Saya kok setelah menghimpun informasi di atas jadi tertawa-tawa. Bukan meremehkan peristiwa kebencanaan, tetapi justru karena menyadari betapa tepatnya semua hal tersebut jika diaplikasikan pada kehidupan mental yang terjadi di dalam ruang-ruang pribadi, seperti hati dan kepala. Kok? Jadi begini, hal-hal yang lebih sering membuat saya sibuk sebetulnya berpusat pada kegiatan di dalam ruang-ruang pribadi tersebut, bukan yang terjadi di luar. Karena saya berprinsip, apa-apa yang terjadi di luar ruang-ruang tersebut dapat ditanggulangi lebih cepat, karena segala hal yang bersifat fisik, menjadi cacat atau berkekurangan lebih mudah diperbaiki. Misalnya kekurangan uang, tinggal mencari pinjaman, rumah kebanjiran, tinggal diperbaiki. Sementara itu bagaimana mengatasi kekurangan ide, mati kreativitas, kehilangan daya hidup, kekurangan kasih sayang? Hal-hal ini lebih sulit diatasi. Biarlah orang-orang lain saja yang menulis mengenai penanggulangan bencana yang semacam itu, saya kurang paham caranya.

Bencana atau keadaan darurat yang terjadi pada ruang-ruang di dalam diri, hati dan kepala, kurang lebih punya karakteristik kebencanaan yang serupa. Bencana-bencana semacam ini kerap terjadi dalam keseharian hidup, dalam berbagai skala. Ambillah sebuah contoh, kekurangan ide misalnya. Menurut saya ini adalah jenis bencana yang masuk dalam kategori nomer 3, complex emergencies. Keadaan kebencanaan yang meliputi antara lain runtuhnya instalasi strategis, yaitu sistem berpikir dan berkreasi. Mungkin karena instalasi strategis yaitu hati dan kepala sedang menghadapi serangan kejenuhan yang akut dan membabi buta akibat sistem kerja yang kejar-tayang, atau akibat serangan lainnya yang berupa masalah-masalah emosional yang berkaitan dengan diri, masalah keluarga, urusan jatuh cinta, atau berjuta faktor lainnya yang berpotensi menyerang sistem imunitas kinerja pikir dan kreasi, atau sederhana saja, sedang mengurusi sebuah konflik yang (tak) berhubungan dengan pekerjaan dan kehidupan kreatif.

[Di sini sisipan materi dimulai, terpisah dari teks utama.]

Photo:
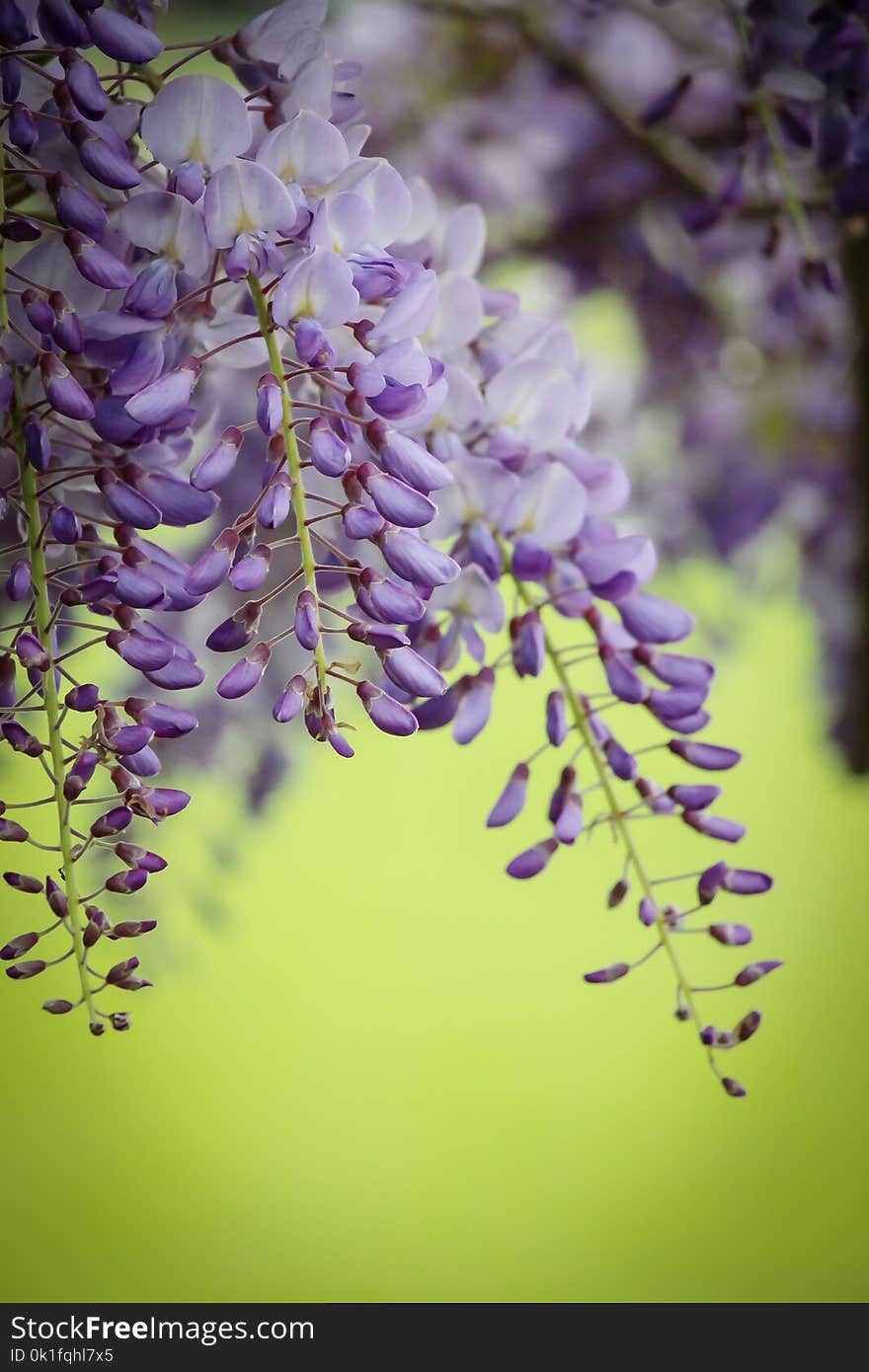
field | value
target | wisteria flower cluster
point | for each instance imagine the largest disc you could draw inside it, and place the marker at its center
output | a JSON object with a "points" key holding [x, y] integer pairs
{"points": [[209, 283], [707, 161]]}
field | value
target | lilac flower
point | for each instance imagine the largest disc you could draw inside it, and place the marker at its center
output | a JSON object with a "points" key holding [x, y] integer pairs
{"points": [[415, 464]]}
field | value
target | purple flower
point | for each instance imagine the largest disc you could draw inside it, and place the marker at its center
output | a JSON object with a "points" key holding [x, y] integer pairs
{"points": [[387, 714], [246, 674], [533, 861]]}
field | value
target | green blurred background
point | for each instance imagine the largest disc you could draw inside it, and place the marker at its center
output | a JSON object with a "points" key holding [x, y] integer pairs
{"points": [[369, 1069]]}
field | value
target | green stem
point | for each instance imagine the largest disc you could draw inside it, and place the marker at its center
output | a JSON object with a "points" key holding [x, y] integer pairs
{"points": [[771, 127], [618, 819], [294, 458], [4, 308], [51, 704]]}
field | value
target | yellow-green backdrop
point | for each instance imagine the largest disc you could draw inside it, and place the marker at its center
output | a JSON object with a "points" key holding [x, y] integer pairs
{"points": [[369, 1069], [371, 1072]]}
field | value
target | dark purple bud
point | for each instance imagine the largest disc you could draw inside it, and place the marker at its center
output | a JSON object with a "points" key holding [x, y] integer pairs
{"points": [[22, 127], [97, 926], [531, 563], [560, 794], [747, 1027], [36, 446], [416, 560], [20, 739], [270, 404], [58, 1007], [218, 463], [38, 310], [127, 503], [411, 463], [15, 32], [65, 524], [833, 137], [753, 971], [106, 162], [63, 390], [24, 970], [159, 801], [328, 453], [475, 707], [20, 881], [731, 935], [675, 668], [527, 644], [113, 822], [15, 947], [166, 721], [122, 38], [714, 826], [693, 798], [84, 85], [394, 499], [734, 1087], [706, 756], [605, 974], [616, 893], [136, 857], [359, 521], [622, 679], [376, 636], [126, 882], [397, 402], [139, 649], [655, 620], [132, 928], [306, 622], [745, 882], [56, 899], [412, 672], [556, 718], [154, 292], [121, 970], [647, 911], [77, 208], [213, 567], [80, 774], [97, 264], [130, 738], [511, 800], [67, 333], [18, 582], [288, 704], [236, 632], [246, 674], [31, 651], [533, 861], [312, 344], [711, 881], [439, 710], [387, 714], [275, 506]]}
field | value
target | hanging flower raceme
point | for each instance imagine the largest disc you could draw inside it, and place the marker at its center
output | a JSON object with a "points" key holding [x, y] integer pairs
{"points": [[242, 321]]}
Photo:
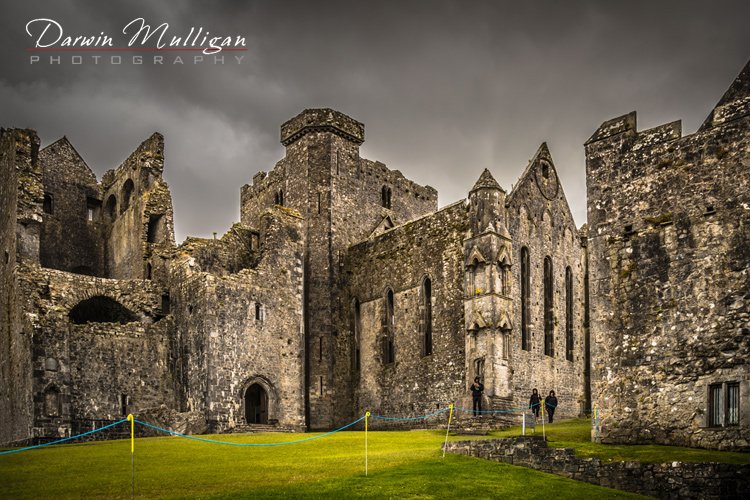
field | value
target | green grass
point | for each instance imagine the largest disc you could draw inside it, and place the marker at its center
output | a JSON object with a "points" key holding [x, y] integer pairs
{"points": [[576, 434], [401, 464]]}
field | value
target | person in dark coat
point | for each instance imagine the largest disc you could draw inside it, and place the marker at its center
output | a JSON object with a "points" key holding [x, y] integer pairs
{"points": [[476, 395], [535, 402], [550, 404]]}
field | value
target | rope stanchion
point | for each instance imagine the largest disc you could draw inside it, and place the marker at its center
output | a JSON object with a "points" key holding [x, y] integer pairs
{"points": [[367, 417], [131, 419], [8, 452], [447, 430]]}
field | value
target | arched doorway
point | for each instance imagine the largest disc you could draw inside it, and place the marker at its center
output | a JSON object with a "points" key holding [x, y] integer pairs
{"points": [[256, 405]]}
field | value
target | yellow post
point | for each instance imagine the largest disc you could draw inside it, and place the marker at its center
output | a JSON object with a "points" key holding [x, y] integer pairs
{"points": [[450, 418], [367, 416], [131, 419]]}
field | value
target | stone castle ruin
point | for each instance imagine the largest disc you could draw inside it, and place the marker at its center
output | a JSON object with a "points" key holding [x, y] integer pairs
{"points": [[344, 288]]}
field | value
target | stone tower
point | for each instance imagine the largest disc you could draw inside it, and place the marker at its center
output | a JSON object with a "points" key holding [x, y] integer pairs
{"points": [[488, 304], [343, 198]]}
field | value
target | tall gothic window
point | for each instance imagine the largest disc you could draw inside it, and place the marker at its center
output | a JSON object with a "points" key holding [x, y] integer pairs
{"points": [[549, 326], [385, 197], [426, 319], [357, 333], [568, 314], [525, 293], [278, 197], [127, 194], [52, 402], [389, 355]]}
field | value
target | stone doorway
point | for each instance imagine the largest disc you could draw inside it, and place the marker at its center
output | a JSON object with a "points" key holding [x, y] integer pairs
{"points": [[256, 405]]}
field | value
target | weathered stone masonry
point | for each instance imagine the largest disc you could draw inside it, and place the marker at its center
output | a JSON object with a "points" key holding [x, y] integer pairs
{"points": [[344, 289], [669, 219], [661, 480]]}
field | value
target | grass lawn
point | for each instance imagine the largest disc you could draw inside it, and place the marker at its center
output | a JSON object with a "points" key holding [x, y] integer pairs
{"points": [[401, 464], [576, 434]]}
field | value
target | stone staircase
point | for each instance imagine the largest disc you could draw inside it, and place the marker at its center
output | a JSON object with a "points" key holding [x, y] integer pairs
{"points": [[481, 425], [256, 428]]}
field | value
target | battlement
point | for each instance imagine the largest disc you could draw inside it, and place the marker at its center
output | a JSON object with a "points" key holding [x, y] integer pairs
{"points": [[322, 120]]}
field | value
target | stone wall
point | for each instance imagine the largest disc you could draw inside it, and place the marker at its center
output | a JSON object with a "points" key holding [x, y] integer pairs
{"points": [[540, 221], [72, 231], [20, 207], [94, 369], [341, 197], [400, 259], [669, 231], [137, 208], [670, 480], [238, 310]]}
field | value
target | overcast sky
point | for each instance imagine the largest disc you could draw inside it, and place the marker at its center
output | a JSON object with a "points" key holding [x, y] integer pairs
{"points": [[444, 88]]}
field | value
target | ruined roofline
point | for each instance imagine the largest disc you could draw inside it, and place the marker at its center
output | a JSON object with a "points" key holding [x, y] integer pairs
{"points": [[408, 223], [64, 139], [322, 120], [261, 179], [733, 105], [544, 153], [154, 142], [527, 170]]}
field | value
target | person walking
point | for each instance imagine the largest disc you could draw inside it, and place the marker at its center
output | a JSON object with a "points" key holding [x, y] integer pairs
{"points": [[535, 402], [476, 395], [550, 404]]}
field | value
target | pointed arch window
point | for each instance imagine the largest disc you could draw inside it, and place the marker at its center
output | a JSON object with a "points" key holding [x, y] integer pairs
{"points": [[127, 194], [385, 197], [52, 402], [525, 295], [388, 354], [568, 314], [426, 316], [549, 327]]}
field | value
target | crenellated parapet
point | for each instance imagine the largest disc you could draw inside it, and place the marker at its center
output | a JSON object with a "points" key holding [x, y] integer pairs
{"points": [[322, 120]]}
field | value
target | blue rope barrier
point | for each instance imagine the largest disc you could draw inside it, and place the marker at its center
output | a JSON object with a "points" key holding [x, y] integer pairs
{"points": [[411, 418], [512, 410], [64, 439], [229, 443]]}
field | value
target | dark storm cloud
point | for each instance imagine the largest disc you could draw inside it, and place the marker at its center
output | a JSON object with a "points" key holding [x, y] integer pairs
{"points": [[445, 89]]}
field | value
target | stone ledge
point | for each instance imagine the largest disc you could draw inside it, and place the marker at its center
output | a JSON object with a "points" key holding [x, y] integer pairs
{"points": [[665, 480]]}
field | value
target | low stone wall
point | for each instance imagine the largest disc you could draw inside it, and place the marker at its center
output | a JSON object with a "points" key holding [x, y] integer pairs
{"points": [[671, 480]]}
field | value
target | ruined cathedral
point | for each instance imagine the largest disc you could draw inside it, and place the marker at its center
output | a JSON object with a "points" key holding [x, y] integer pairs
{"points": [[345, 288]]}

Menurut 4 langkah menghadapi dan mengatasi bencana, maka kita bisa membacanya sebagai berikut, 1)pencegahan, mungkin selama ini kita abai memperhatikan dan mendengarkan kebutuhan mental, lalai mengurusnya, tidak mengambil kesempatan liburan lebih sering alias rencana evakuasi, tak berhasil menganggarkan waktu luang yang memadai, kurang cermat menyediakan makanan spiritual, tak punya rencana senang-senang singkat misalnya, atau 2)tak melakukan persiapan, maksudnya tak mampu merencanakan waktu liburan, membuat anggaran liburan, tidak punya atau tak berhasil memelihara lingkaran pertemanan yang menyehatkan isi kepala dan hati dengan kata lain tidak punya rencana penyelamatan kilat. Bisa jadi pula kita kurang pandai dalam mengapresiasi diri, dan 3)tak punya atau tak mampu membina lingkaran pertemanan yang siap menampung kita dalam keadaan apapun, gagal membina ‘lokasi’ rehabilitasi karena gagal punya teman-teman baik, gagal surrounding yourself dengan energi positif yang didapat dari orang-orang dengan spirit yang sehat. Dan satu yang paling jelas adalah nomor 4)gagal punya rencana jangka panjang untuk menanggulangi hidup, kurang cermat merancang hal ini, tidak punya visi dalam bekerja, kurang pandai mereka-reka situasi di masa depan, atau karena kurang panjang berpikir dalam mengelola diri. 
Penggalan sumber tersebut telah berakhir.